3.1 Social Aware Encoder

Considering the target pedestrian and the surrounding environment, we proposed Social Aware Encoder which is composed of four modules in parallel, including Pedestrian Dynamics Encoding, Spatial-Temporal Heterogeneous Graph, Ego-vehicle Dynamics Encoding, and Pedestrian Future Fusion, as shown in Fig. 2. We explore the temporal dynamics of the target pedestrian P to enhance the individual representation \(X_{P}\) in the Pedestrian Dynamics Encoding (PDE). Simultaneously, Spatial-Temporal Heterogeneous Graph (STHG) models pairwise relation between P with heterogeneous traffic objects to obtain context encoded feature \(X_{C}\). Meanwhile, Ego-Vehicle Dynamics Encoding (EVDE) considers decision making of autonomous systems and models the temporal dependency \(X_{E}\) of the ego-vehicle’s motion. We aggregate future features of P to capture rich latent information \(X_{F}\) from the future in the Pedestrian Future Fusion (PFF). We concatenate \(X_{P},X_{C},X_{E}\) and \(X_{F}\) and apply a fully-connected layer to obtain the social-aware feature \(X_S\). Finally, an action classifier and an intent classifier are applied on \(X_S\) to estimate the current intention \(\widehat{I}_t \) and the current action \(\widehat{A}_t \), respectively.

Pedestrian Dynamics Encoding (PDE). This module models temporal dynamics of the current and history states of the target pedestrian. We note that the current state lacks temporal context, so we merge the information of the history states in the temporal domain. The states \(s_{(t-H:t)}\) contain position features \(pos_{(t-H:t)}\) and visual features \(v_{(t-H:t)}\). Position features are the embedded bounding box of the target pedestrian through a fully-connected layer. Visual features are captured by pretrained CNN backbone network [18] on the cropped image patch which includes the pedestrian and the surrounding environment. These two features have different semantic attributes, so we model their temporal dynamics separately. We input these feature sequences into the corresponding GRU network to enrich them with temporal dynamical evolution clues. Outputs of two GRU networks are concatenated to obtain the Pedestrian Dynamical Feature \(X_{P}\) which aggregates temporal dynamics from multiple inputs.

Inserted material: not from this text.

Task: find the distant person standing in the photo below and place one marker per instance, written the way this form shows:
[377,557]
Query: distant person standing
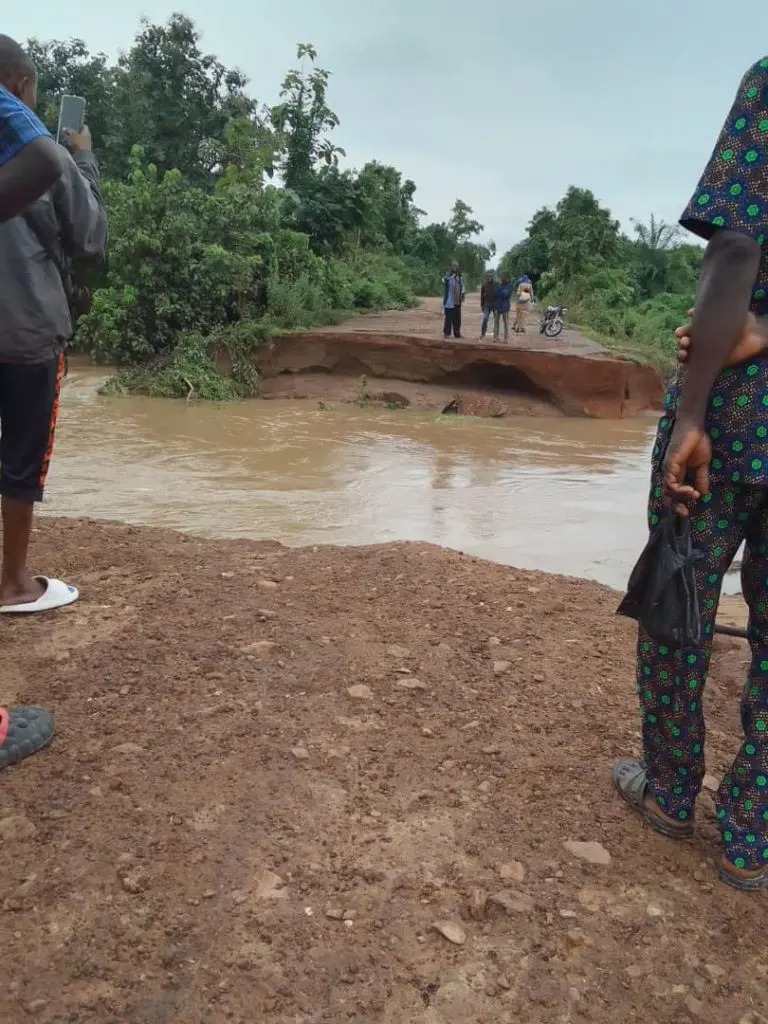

Spatial-Temporal Heterogeneous Graph (STHG). We propose the Spatial-Temporal Heterogeneous Graph to capture other traffic objects’ influence on the target pedestrian. There are various types of traffic objects, so their inherent heterogeneity can not be ignored. For example, traffic objects of the same type have the same semantic attributes and relations with the target person. Hence, we regard traffic objects in the traffic scenario as a heterogeneous multi-instance system. Taking account into the inherent heterogeneity of traffic objects, all traffic objects of the same type are aggregated in the local graph to capture intra-type interaction. Then we model the high-order relation between the target pedestrian and traffic objects of the same type in the global graph.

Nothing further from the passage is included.